L’esplosione di interesse per il “fenomeno Cina” non ha ancora suscitato una riflessione sui nostri pregiudizi verso gli orientali. Questo libro offre per la prima volta una panoramica sui razzismi e i luoghi comuni dell’immaginario occidentale e si rivolge a un vasto pubblico di lettori attenti alle dinamiche sociali del nostro tempo o interessati alle moderne forme di comunicazione (narrativa popolare, cinema, fumetto, ecc.).

Commento

Musi Gialli è un ottimo e scorrevole saggio che si occupa senza giri di parole dell'atavica paura degli occidentali nei confronti degli orientali. È dunque un libro che parla di pregiudizi, senza però porsi sulla solita, insopportabile posizione di superiorità morale adottata da molti sociologi.
Dopo un logico e preciso excursus storico-geografico, Fabio Giovannini affronta lo spinoso argomento pescando abbondantemente nel campo letterario-cinematografico che, come il lettore avrà modo di verificare, abbonda di cliché sugli orientali “cattivi e astuti”. Uno su tutti il diabolico dottor Fu-Manchu, personaggio nato dalla penna di Sax Rohmer e poi diventato una nota maschera del grande schermo.
Già da come Fu Manchu viene descritto, Giovannini ravvisa alcuni stereotipi sui cinesi che ancora oggi persistono nell'immaginario collettivo:
“Immaginate una persona, alta, magra e felina, ben messa, con una fronte come quella di Shakespeare e un viso come quello di Satana, un cranio ben rasato e lunghi, magnetici occhi, verdi come quelli di un gatto. Investitelo di tutta l'astuzia crudele dell'intera razza orientale, accumulata in un intelletto gigantesco, con tutte le risorse della scienza passata e presente... Immaginate quest'essere terribile e voi avrete un'immagine mentale del Dott. Fu-Manchu, il pericolo giallo incarnato in un uomo.”
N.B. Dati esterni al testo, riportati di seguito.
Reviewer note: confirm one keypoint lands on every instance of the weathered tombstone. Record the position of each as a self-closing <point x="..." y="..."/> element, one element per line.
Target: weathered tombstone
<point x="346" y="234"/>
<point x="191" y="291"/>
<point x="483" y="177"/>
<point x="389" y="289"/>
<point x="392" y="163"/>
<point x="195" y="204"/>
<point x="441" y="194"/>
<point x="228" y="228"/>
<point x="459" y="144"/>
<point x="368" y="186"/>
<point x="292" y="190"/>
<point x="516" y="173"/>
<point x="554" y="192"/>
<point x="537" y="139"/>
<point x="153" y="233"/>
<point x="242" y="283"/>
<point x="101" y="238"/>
Nei capitolo successivi l'autore esamina altri casi di stereotipi sull'orientale malvagio, sempre pescando dalla cultura popolare. Vengono così elencati alcuni noti asiatici diventati i cattivi per antonomasia di molti film e romanzi, ma si punta l'attenzione anche sull'eterno odio di certi occidentali per i cartoni animati (manga e anime) giapponesi, da sempre ritenuti violenti e depravanti.
Ovviamente non mancano riferimenti ad altri campi culturali, dalla cucina cinese alle campagne propagandistiche americane durante la Seconda Guerra Mondiale, dove il nemico giapponese veniva descritto come un mostro, un animale a malapena umano (a differenza dei tedeschi, tra cui si faceva ben attenzione a sottolineare che i cattivi erano solo i nazisti).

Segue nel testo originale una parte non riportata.